We performed an electronic literature search on May 1, 2024, in four databases: MEDLINE‐PubMed, Web of Science, Embase, and LILACS (full search strategy is shown in Table S2 in supporting information). It consisted of a combination of terms mainly as title/abstract and medical subject headings including terms related to bvFTD (e.g., frontotemporal lobar degeneration [FTLD]) and diagnostic accuracy (e.g., sensitivity) tailored to each database. The screening and selection process were performed using the systematic review manager COVIDENCE (Veritas Health Innovation, Melbourne, Australia). After removing the duplicates, two authors (D.U., and S.G.‐L.) independently undertook screening of titles and abstracts, followed by full‐text review of retained articles. Discrepancies were resolved by consensus with a third researcher (S.M.). Reasons for exclusion at the full‐text phase are shown in Table S3 in supporting information. In addition, we carefully reviewed the list of references for additional articles missed in our search strategy.

Data extraction and preparation

2.3

Two reviewers (D.U. and S.G.‐L.) independently collected study data using a standardized spreadsheet. We extracted (1) general characteristics from the included studies (i.e., title and authors of the study, year of publication, journal, country, study design and funding, sample size, time of recruitment, population setting), (2) patient demographics (i.e., age, sex, comorbidities), (3) clinical characteristics (i.e., disease duration, imaging findings, genetic variants), (4) reference standard, (5) diagnostic criteria (index test), and (6) relevant outcome data (i.e., sensitivity, specificity, accuracy, PPV, NPV, TP, TN, FP, and FN values). For the FN and FP, we also extracted the specific misdiagnoses. In case any relevant information was missing or needed to be clarified we contacted the authors by e‐mail.

Risk of bias assessment

2.4

We tailored the Quality Assessment of Diagnostic Accuracy Studies (QUADAS‐2) tool23 (Table S4 in supporting information) and used it to classify the risk of bias and applicability concerns from the included studies in high, unclear, or low risk. The QUADAS‐2 evaluates the risk of bias related to four domains: patient selection, index test, reference standard, and flow and timing, while only the first three domains are assessed for applicability concerns. Two authors (D.U., S.G.‐L.) independently evaluated each article and disagreements were resolved by a third researcher (S.M.).

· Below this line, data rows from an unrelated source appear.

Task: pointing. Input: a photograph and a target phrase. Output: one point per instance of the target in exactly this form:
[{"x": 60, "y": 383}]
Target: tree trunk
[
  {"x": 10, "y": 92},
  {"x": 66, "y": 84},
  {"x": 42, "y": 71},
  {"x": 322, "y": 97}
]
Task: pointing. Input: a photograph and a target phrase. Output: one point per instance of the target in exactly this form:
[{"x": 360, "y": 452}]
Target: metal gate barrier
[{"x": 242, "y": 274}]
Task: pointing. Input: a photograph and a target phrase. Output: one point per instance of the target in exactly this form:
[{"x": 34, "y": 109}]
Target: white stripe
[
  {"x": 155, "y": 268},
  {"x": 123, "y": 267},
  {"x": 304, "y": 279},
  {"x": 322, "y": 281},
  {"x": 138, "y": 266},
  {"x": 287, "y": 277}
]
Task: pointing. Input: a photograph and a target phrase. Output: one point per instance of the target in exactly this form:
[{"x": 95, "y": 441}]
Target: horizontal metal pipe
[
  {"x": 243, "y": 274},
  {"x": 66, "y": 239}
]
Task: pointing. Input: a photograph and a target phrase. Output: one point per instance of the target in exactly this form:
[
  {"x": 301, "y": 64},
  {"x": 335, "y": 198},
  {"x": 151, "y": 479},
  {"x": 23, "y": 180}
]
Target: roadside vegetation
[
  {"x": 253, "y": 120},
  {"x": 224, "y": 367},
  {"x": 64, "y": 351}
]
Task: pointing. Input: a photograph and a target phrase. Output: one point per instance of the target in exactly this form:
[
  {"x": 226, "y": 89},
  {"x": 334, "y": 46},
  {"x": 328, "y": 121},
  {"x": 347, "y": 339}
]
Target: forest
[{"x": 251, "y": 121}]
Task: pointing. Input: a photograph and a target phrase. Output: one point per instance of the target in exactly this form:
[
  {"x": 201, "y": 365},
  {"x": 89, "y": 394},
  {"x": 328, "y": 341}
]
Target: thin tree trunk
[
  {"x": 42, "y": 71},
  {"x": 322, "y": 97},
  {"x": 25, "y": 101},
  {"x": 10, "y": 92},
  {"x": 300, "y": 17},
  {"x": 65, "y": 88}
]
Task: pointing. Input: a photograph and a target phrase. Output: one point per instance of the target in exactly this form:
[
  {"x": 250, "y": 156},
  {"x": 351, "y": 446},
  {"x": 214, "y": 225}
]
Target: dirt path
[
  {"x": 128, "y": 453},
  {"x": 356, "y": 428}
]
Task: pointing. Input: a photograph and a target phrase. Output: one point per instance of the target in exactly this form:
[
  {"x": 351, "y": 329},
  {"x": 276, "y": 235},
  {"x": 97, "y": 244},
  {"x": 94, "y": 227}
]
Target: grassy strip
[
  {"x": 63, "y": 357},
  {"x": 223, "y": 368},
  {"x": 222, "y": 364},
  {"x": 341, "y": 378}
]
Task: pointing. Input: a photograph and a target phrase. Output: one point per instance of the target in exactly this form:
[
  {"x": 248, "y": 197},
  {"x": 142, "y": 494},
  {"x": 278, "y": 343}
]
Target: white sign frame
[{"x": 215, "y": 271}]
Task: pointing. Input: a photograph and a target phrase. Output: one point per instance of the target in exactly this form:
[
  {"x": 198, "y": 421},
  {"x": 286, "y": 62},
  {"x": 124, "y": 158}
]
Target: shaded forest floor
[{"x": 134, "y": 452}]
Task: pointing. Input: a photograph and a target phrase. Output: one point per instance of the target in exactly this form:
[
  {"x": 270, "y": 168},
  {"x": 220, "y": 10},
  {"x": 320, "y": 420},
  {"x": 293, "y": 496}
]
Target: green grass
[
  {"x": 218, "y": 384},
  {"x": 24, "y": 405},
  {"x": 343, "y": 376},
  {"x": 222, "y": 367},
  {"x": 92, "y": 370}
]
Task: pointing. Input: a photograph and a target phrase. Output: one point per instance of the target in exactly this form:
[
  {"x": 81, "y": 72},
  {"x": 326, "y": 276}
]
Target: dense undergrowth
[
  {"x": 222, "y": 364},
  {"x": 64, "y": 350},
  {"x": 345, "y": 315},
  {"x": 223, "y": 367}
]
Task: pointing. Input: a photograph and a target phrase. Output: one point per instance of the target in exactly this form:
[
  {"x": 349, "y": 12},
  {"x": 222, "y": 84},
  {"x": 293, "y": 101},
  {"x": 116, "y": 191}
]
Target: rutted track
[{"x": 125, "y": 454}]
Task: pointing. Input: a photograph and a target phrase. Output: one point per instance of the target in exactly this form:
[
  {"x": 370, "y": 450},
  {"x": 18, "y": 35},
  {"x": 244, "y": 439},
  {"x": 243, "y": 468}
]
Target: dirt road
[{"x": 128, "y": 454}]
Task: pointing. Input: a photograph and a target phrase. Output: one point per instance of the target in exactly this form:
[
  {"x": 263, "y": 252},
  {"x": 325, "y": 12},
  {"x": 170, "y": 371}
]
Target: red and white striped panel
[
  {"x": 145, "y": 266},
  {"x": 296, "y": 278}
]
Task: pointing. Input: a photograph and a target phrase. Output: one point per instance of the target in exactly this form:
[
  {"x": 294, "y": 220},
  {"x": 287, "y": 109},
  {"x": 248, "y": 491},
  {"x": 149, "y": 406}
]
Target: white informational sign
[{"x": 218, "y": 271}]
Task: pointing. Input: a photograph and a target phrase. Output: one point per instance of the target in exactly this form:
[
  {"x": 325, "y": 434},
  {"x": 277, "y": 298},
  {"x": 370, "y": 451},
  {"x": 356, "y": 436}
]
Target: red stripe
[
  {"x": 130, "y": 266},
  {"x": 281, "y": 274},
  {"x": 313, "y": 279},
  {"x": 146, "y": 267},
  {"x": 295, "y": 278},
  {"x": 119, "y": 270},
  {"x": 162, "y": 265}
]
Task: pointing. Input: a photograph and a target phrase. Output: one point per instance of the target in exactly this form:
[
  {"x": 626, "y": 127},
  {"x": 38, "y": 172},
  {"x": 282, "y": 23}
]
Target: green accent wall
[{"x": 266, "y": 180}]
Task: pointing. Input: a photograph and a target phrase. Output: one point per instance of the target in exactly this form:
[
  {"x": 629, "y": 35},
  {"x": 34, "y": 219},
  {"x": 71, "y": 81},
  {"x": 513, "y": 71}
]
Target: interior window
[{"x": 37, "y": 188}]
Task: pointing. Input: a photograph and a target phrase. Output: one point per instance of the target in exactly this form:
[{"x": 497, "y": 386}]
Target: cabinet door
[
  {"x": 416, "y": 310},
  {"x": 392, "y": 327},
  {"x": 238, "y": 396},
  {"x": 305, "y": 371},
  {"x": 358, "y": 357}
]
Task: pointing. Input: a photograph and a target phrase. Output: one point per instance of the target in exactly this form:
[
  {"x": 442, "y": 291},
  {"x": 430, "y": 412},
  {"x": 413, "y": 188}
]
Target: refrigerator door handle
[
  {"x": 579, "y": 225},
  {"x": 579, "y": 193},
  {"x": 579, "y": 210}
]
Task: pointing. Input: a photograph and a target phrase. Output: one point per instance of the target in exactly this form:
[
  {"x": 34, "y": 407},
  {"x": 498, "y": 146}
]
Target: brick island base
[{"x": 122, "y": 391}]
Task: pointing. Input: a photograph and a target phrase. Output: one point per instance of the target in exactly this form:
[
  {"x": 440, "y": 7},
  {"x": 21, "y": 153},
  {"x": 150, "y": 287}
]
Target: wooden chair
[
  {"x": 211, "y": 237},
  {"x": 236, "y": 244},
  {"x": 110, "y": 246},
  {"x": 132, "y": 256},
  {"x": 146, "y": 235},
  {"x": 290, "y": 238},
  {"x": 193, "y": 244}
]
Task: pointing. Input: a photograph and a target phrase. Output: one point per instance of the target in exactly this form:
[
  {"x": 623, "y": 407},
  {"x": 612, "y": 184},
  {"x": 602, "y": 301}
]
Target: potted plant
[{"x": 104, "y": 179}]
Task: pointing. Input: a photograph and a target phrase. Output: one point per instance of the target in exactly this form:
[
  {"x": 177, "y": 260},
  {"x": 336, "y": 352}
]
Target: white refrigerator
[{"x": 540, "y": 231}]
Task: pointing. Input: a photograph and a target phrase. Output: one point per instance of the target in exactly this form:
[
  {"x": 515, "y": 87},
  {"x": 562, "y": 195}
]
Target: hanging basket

Statistical analysis and data synthesis

2.5

Two‐by‐two tables were constructed to calculate the sensitivity and specificity for each study with their 95% confidence intervals (CIs). We calculated summary sensitivity and specificity points using Bayesian random effects bivariate models to account for the unexplained heterogeneity between studies pairing the sensitivity and specificity through the meta‐analysis.24 In addition, positive and negative likelihood ratios (+LR and −LR, respectively) were calculated. Because the Rascovsky criteria is divided in two (i.e., possible and probable bvFTD), we calculated two models considering each of them separately. We meta‐analyzed the data when there were at least two studies. Individual and summary results were presented graphically in forest plots and receiver operating characteristic (ROC) plots. This last one displayed both the 95% confidence and predictive region for the summary point. We assessed heterogeneity by visually inspecting forest plots, and by ROC plots under the following intended subgroup analysis: reference standard type (pathologic and follow up), participant characteristics (age, disease duration), setting (clinic based vs. community based), and study design. We excluded studies classified as high in the risk of bias and/or applicability concerns sections from the QUADAS‐2 tool. In addition, we used the leave‐one‐out method to evaluate the influence of individual studies in the pooled sensitivity and specificity. According to the number of included studies, we intended to explore the presence of publication bias using a Deek funnel plot. Forest plots were created in R version 4.3.2, while the diagnostic accuracy analysis and ROC plots were performed in the web application MetaBayesDTA version v.1.5.2.25, 26, 27

RESULTS

3

Our search strategy retrieved 8635 articles. After removing duplicates, we screened 6147 titles and abstracts. We reviewed the full text of the remaining 64 studies, of which 55 were excluded. Reasons for exclusion at this stage can be found in Table S3. Finally, nine studies28, 29, 30, 31, 32, 33, 34, 35, 36 fulfilled our eligibility criteria and were included in our systematic review. A flow diagram of the search process is presented in Figure 1.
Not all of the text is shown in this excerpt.